Before The Night Is Over, Galerie Intervalle, Paris, 2023

©Alexandre Wallon

En 2024, la Galerie Esther Woerdehoff présente So Far So Close, solo show réuinissant trois séries qui interogent notre rapport aux limites. A travers des images qui constatent progressivement l’évanouissement de la figuration dans son travail, Julien Mignot nous pose sérieusement la question de ce qui se joue à la lisère du monde réel. Il utilise celui-ci comme matière première, ne trahissant pas la photographie en l’employant pour sa seule technicité, il l’abstraction s’invente à partir du réel et non du medium.

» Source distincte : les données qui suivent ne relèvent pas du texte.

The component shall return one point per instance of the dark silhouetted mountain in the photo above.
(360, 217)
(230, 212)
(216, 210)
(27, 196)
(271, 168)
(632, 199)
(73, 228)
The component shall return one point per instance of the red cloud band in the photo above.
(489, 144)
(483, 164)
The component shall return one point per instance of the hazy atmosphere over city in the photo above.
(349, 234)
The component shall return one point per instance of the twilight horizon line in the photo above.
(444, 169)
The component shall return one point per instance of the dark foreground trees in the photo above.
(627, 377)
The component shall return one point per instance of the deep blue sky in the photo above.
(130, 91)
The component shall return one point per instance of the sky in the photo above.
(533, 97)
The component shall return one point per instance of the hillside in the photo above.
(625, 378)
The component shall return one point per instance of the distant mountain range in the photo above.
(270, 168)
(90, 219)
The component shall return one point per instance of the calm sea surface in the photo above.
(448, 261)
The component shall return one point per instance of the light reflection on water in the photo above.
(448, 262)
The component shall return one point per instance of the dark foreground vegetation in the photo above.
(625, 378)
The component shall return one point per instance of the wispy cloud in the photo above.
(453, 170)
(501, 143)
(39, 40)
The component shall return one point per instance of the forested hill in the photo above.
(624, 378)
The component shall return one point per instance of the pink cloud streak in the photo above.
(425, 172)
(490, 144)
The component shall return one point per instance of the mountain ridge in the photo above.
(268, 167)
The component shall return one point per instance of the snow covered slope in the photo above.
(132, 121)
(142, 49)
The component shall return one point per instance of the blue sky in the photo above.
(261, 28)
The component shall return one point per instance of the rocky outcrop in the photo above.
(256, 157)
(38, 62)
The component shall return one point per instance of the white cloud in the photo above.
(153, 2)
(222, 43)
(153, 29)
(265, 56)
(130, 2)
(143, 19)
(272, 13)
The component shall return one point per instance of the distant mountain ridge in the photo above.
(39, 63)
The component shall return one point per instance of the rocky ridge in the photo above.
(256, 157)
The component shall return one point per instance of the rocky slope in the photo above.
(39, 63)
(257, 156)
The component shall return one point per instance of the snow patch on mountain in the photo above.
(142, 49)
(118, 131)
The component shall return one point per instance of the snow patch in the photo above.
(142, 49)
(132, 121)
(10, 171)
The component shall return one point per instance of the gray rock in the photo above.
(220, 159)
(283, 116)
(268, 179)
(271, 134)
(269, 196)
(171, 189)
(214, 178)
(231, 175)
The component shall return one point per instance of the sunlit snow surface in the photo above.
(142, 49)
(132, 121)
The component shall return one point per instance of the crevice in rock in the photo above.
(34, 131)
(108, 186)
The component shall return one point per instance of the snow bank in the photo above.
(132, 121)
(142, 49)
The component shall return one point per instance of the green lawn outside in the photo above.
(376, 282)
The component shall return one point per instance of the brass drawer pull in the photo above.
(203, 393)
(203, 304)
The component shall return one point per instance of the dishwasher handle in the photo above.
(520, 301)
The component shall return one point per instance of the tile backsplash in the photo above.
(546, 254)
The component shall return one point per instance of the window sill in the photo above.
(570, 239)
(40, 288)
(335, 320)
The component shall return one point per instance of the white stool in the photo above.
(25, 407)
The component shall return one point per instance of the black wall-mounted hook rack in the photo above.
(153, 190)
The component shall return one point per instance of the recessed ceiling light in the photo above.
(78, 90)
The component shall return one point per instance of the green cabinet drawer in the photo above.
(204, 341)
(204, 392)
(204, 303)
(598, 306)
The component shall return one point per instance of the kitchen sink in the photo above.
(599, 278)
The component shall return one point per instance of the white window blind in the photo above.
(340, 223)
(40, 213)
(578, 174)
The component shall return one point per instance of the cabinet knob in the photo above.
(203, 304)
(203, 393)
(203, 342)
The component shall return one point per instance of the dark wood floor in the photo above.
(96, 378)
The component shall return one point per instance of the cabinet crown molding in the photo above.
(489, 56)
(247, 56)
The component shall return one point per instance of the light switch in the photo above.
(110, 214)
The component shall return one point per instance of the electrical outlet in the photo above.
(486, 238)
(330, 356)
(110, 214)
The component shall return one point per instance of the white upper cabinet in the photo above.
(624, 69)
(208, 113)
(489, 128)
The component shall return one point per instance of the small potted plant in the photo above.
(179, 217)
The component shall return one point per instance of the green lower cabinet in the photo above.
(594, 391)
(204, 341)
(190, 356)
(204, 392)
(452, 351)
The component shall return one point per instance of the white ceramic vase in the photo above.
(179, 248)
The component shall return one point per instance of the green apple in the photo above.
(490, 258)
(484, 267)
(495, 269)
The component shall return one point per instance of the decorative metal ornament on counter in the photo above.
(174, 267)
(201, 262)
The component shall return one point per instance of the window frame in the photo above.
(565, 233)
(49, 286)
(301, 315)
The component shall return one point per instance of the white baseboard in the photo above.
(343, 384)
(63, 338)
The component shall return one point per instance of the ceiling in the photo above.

Trois séries sont présentées. La première, Before The Night Is Over, compile des situations, des paysages, des nus, qu’elle semble affranchir de leur ancrage dasn la réalité. Les contours disparaissent sans un sfumato picturale souligné par le procédé Fresson, les peaux se fondent dans le décors, les montagnes dédolent en apesanteur, le pont de Brooklyn devient une peinture. Ce sont les prémisces d’une dérive vers une photographie qui s’affranchira désormais de la figuration.

« Des trains à travers la plaine. » Les images de Julien Mignot évoquent quelque chose de ces mots que chantait Alain Bashung, à la façon d’un point de vue : comme si le monde était saisi de quelque chose de mouvant et qui laisse passer une lumière de l’instant déjà traversé, déjà reparti, et dont demeure le souvenir. Souviens-toi de m’oublier? Semblent, comme dirait l’autre, murmurer ces photos. Elles sont de fait le fruit de moments d’oubli, qui existent entre les prises de vue des travaux ou commandes. Elles sont des interstices, des déliés qui laissent filtrer un fragment de vie au moment où il n’y a rien à faire, que prendre un traverser, parcourir une plaine, se souvenir d’oublier, mais garder à l’esprit la matière de la lueur, à travers les arbres, les corps, les désirs traversés.